Almost congruent flow paths and mainly uniform heat transfer conditions thereby result in all relevant areas of the tube bundle heat exchanger for all partial quantities of the product branching and merging into the inner tubes between the product inlet and outlet.
However, congruent flow paths do not simultaneously mean that the flow pulls of the individual partial quantities are constructed with an unchanged flow speed, which avoids acceleration or respectively delay. As shown in the description of WO 2011/085784 A2, a first annular channel in the first exchanger flange (region of the product inlet; inlet side) and a second annular channel in the second exchanger flange (region of the product outlet; outlet side) and thus the associated flow speeds change respectively continuously and bounce-free.
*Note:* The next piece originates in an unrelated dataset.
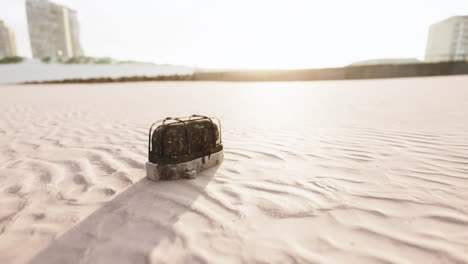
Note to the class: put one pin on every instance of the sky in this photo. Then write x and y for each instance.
(248, 34)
As a result, each of the partial quantities branched on the outlet side flow out of the inner tubes of the second tube carrier plate into a second inlet groove with a third flow speed. A delay to a minimum value of the unbranched flow then takes places in the course of the merging of the partial quantities in the largest annular gap cross-section of this second inlet groove, a second flow speed, and the unbranched flow is finally accelerated in the annular second channel to a first flow speed in the second connection opening.